The part that I worked on is the data explorer, the data viewer component. If you have a data frame in memory and you click on it in the variables pane and it pops up in this nice window with summary plots and an infinitely scrollable table view of data sets. So I worked on that and I’m continuing to develop on it to build it into a tool that I want to use every day.

So yeah, I’m just really passionate about continuing to support and grow the data science ecosystem. I think I’m at the perfect place to do that and also to be exposed to the problems that people are facing in the business world when it comes to building and maintaining data science platforms over time.

And I maintain a lot of relationships in the open source community, so I’m also looking to continue helping and growing the broader open source ecosystem that connects not just data science tools, but also some of the database systems and data infrastructure that needs to play nicely with the data science ecosystem.

So that keeps me busy, but yeah, I’m not gonna run out of work to do anytime soon.

Laura Mawer: No, you are not, definitely not. And Positron, the new IDE is very exciting because our team, I work in Python, but the rest of the team all work in R, so it’d be quite nice to be able to get involved with each other’s work and help each other all within one place. So that is very exciting, which brings us nicely back to Earl.
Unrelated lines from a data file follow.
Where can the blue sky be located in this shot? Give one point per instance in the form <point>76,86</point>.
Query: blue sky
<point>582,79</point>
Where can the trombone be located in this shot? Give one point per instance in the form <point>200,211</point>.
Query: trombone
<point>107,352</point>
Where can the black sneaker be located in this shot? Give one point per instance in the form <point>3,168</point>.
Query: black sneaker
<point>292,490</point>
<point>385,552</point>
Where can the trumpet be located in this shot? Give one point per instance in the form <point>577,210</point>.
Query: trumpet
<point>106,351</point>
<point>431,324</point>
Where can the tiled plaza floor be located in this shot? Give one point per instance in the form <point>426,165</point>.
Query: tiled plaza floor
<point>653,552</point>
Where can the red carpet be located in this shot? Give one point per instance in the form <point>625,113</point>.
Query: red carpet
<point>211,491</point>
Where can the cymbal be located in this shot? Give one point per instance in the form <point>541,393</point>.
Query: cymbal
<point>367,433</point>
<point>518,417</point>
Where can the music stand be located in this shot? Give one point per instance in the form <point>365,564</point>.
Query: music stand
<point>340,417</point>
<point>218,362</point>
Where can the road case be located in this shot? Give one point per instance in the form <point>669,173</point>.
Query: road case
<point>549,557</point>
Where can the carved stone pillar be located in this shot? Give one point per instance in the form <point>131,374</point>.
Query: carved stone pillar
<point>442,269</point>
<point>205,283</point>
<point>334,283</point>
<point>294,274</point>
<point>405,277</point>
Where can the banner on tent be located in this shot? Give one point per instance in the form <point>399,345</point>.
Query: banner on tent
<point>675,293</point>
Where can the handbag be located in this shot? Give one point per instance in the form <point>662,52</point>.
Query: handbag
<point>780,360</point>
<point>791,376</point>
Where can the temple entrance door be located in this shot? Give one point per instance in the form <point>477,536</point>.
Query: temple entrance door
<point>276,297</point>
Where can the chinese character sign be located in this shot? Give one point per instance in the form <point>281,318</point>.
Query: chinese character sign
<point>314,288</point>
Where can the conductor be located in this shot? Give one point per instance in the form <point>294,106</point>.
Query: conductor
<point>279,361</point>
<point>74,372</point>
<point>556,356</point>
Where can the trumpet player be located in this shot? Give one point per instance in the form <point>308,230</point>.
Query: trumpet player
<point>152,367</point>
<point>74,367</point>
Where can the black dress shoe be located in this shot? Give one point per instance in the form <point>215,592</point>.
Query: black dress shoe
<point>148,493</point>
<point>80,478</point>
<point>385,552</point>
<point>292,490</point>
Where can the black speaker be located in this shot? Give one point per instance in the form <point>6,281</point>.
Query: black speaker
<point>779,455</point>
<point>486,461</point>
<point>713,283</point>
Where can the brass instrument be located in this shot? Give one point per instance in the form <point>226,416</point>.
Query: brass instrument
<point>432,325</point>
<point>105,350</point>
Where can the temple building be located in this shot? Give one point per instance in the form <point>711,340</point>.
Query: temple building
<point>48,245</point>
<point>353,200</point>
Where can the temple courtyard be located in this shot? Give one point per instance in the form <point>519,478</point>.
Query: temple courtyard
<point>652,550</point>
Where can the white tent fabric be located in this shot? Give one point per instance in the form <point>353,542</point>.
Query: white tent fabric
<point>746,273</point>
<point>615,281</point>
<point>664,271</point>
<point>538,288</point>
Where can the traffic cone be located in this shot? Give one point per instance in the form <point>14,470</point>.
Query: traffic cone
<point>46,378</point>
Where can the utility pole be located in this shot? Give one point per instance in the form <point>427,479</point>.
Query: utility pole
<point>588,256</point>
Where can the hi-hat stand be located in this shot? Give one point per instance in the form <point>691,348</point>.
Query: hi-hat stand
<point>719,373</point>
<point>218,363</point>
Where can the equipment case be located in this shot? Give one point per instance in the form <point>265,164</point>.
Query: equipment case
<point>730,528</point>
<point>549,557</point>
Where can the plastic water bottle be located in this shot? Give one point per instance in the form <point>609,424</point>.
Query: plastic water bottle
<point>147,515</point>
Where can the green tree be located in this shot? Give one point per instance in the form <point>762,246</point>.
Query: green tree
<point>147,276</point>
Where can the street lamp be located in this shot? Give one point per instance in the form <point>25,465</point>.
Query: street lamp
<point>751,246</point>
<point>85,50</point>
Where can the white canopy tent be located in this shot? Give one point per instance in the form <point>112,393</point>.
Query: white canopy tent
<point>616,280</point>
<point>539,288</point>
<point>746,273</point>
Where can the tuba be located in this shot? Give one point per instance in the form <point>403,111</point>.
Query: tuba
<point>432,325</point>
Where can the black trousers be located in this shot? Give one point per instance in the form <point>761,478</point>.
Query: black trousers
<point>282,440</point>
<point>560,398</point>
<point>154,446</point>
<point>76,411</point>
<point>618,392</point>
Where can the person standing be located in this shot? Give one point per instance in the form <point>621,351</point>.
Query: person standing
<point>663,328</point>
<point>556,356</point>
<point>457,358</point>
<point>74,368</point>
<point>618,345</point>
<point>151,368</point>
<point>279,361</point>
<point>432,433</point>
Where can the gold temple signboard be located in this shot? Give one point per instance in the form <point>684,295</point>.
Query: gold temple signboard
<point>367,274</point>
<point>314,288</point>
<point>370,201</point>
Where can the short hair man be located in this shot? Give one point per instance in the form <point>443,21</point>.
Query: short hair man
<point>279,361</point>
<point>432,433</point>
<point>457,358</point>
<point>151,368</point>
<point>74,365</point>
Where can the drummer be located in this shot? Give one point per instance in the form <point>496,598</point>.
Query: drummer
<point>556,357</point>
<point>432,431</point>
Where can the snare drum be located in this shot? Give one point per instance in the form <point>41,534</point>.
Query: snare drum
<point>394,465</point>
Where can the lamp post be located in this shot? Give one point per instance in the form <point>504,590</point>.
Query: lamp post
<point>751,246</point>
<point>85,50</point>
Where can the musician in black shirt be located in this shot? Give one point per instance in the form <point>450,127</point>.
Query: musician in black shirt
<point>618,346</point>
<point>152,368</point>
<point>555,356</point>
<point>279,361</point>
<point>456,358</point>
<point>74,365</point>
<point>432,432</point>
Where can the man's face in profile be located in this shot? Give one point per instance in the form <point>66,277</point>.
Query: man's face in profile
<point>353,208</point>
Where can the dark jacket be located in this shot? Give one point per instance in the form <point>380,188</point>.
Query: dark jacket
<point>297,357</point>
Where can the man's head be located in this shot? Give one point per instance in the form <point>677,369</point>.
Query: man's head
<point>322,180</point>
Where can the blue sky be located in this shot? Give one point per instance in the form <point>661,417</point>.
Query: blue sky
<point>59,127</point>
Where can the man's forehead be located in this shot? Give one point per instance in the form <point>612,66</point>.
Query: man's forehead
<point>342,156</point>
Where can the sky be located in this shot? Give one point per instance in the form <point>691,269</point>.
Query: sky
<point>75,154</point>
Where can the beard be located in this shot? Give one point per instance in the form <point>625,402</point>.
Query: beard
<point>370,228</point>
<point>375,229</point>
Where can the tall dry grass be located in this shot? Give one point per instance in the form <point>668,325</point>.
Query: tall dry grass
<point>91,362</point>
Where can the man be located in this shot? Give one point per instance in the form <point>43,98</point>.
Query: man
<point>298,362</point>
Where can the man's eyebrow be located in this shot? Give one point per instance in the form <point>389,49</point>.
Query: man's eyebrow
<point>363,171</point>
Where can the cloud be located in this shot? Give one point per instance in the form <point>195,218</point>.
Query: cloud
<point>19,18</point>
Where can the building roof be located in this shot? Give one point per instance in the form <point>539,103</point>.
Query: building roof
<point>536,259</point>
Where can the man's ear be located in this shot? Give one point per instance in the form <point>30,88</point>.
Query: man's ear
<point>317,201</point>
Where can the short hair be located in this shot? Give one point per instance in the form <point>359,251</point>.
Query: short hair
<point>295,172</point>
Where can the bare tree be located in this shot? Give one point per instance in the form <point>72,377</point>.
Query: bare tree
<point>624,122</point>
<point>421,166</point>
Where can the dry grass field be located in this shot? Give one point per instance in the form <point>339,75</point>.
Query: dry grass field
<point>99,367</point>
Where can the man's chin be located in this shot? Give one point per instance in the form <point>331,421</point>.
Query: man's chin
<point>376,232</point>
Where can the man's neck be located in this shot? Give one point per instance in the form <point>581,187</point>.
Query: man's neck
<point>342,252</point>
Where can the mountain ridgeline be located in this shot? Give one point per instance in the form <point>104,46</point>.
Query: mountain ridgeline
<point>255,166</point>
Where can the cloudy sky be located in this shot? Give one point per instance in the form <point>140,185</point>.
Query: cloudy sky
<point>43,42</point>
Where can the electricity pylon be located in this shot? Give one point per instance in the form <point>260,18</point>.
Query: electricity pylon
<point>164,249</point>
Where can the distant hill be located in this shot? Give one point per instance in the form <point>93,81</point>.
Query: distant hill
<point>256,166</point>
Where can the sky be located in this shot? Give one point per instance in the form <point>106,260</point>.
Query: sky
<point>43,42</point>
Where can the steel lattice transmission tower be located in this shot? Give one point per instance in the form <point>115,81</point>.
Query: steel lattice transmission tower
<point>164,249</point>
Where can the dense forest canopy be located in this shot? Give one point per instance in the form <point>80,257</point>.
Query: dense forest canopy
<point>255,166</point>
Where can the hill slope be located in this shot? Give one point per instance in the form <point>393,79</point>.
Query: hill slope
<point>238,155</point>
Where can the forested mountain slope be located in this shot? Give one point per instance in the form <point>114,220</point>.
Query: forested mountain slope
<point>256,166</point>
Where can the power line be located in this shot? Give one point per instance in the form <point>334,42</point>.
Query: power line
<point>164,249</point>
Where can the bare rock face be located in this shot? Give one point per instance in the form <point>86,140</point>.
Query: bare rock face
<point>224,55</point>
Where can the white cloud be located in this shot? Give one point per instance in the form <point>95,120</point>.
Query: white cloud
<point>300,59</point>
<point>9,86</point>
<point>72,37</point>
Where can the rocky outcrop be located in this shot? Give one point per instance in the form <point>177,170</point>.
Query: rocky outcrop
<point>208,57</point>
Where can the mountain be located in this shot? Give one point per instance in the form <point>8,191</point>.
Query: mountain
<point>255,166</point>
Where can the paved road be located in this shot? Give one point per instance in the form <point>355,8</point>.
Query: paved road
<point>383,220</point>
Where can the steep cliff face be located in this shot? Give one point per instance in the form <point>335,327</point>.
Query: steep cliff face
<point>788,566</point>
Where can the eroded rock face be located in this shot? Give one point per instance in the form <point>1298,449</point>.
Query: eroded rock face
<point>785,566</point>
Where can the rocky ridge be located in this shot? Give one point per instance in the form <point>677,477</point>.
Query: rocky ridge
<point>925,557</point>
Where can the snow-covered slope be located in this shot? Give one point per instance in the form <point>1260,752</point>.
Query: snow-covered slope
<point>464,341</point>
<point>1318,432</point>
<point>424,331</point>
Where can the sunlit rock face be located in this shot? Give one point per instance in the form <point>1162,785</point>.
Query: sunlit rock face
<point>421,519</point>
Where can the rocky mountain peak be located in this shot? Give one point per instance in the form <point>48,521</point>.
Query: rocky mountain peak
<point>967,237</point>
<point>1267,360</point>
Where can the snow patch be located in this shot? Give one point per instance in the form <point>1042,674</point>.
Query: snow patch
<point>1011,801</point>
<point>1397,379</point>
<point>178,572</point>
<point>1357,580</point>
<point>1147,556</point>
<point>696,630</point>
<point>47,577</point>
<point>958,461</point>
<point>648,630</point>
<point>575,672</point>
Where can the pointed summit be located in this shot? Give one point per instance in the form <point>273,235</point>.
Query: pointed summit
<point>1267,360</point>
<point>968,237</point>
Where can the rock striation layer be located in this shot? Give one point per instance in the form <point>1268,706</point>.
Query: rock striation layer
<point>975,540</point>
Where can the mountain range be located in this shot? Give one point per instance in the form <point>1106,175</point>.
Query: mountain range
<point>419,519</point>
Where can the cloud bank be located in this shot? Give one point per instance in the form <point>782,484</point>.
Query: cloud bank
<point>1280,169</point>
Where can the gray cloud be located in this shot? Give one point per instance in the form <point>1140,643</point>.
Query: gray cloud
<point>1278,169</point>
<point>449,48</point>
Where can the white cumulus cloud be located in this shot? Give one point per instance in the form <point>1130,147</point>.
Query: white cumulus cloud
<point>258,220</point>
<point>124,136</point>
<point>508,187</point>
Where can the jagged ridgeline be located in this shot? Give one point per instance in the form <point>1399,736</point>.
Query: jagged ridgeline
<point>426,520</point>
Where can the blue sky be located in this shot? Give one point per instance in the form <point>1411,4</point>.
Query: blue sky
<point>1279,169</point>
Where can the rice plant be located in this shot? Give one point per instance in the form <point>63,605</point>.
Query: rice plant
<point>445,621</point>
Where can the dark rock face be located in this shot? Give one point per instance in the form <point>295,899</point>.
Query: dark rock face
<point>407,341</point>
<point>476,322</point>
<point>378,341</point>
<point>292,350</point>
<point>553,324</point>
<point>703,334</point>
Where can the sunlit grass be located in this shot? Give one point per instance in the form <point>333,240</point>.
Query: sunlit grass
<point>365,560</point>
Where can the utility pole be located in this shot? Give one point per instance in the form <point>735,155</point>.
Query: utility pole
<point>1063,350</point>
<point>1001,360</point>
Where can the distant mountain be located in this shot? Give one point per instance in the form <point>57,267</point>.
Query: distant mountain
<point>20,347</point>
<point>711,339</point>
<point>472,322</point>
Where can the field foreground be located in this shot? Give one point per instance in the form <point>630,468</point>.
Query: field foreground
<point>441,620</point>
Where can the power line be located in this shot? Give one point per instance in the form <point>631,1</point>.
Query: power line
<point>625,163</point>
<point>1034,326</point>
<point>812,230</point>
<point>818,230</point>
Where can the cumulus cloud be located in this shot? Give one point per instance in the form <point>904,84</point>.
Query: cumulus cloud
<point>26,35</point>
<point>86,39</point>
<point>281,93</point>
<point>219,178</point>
Earl is obviously all about R and Python and all of data science. And we’re very much, as I say, looking forward to having you keynote for us in October. Is there anything you’re looking forward to seeing at Earl?

Wes McKinney: I mean, given how omnipresent LLMs and AI tools have become in making us more productive, I’m interested to see some of the talks related to that. Just for me, like catching up on the latest in what people are thinking about is always just really mind expanding in terms of thinking about new collaborations and new directions for the open source ecosystem.

And the fact that, yeah, I think at Earl, that there will be, yeah, kind of a mixture of programming languages and folks from different backgrounds. It should be a really great conference and I’m excited to be there and to be able to give a keynote.

Laura Mawer: Fabulous. Well, thank you ever so much for your time today. It was great talking to you and hearing all about the history of pandas and everything. And we look forward to seeing you at Earl 2025.

Wes McKinney: Great. Thanks for seeing everybody there.